Новую веху в обсуждении проблемы составляют беседы Сократа с софистами и афинскими гражданами, в которых он соотносит благо, прежде всего, с истинным знанием. У сократиков мнения разделились. Аристипп Киренский видел конечное благо в наслаждении, тогда как другие считали, что преимущество мудреца перед обычными людьми не столько в выборе блага, сколько в избежании зла, точно совпадая здесь с паривраджаком Уггахаманой. Эвклид Мегарский предложил весьма нетривиальные решения проблемы: он отрицает разнообразие благ, которое не вызывало сомнений у софистов, утверждая существование только одного блага, называемого разными именами, и, кроме того, он отрицал наличие не-блага как противоположности блага (подобно тому как Парменид и его ученики отрицали наличие небытия как противоположности бытия). Основатель же кинической школы Антисфен определял благо через добродетели.

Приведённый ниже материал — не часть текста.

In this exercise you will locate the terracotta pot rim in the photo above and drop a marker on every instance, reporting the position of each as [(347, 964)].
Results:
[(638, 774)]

Индийские философы отличали от блага счастье и были вполне правы потому, что противоположности этих понятий — не-благо и не-счастье — подразумевают соответственно нравственную оценку некоторых явлений и констатацию некоего эмоционального состояния, что, разумеется, отнюдь не одно и то же. Шраманские философы различали также счастье как блаженство высшего порядка (nibbana) и счастье как удовольствие (sukha). Об этом свидетельствуют, как мы знаем, диалоги обратившегося в буддизм паривраджака Сарипутты с паривраджаком Самандакой, а последнего (также после обращения в буддизм) — с паривраджаком Тимбарукой. Сократические же школы не только различали благо и счастье, но и анализировали их различие. Так, последователи Аристиппа Киренского определяют благо как отдельное, частное наслаждение, а счастье — как совокупность этих наслаждений, считая первое как бы самодельным, а второе (почему-то) — средством достижения первого. Последователи же Гегесия, одного из учеников Аристиппа, считали, вполне в духе Джины и Будды, что счастье неосуществимо, ибо тело исполнено страданий, а душа разделяет страдания тела.
Как было отмечено в самом начале этого сравнительного экскурса, основатель скептической школы Пиррон оказался в Индии с Александром Македонским и, по некоторым предположениям, мог заимствовать оттуда важнейшую модель скептической рациональности — антитетралемму, означающую неприятие любого логически возможного вида суждений об определенных, притом и мировоззренчески важных, предметах. Однако заимствование бывает всегда возможно только тогда, когда заимствующая сторона к нему уже готова. В этой связи представляют интерес философские предпосылки и результаты того, что можно назвать условно философией воздержания от суждений в Индии и Греции.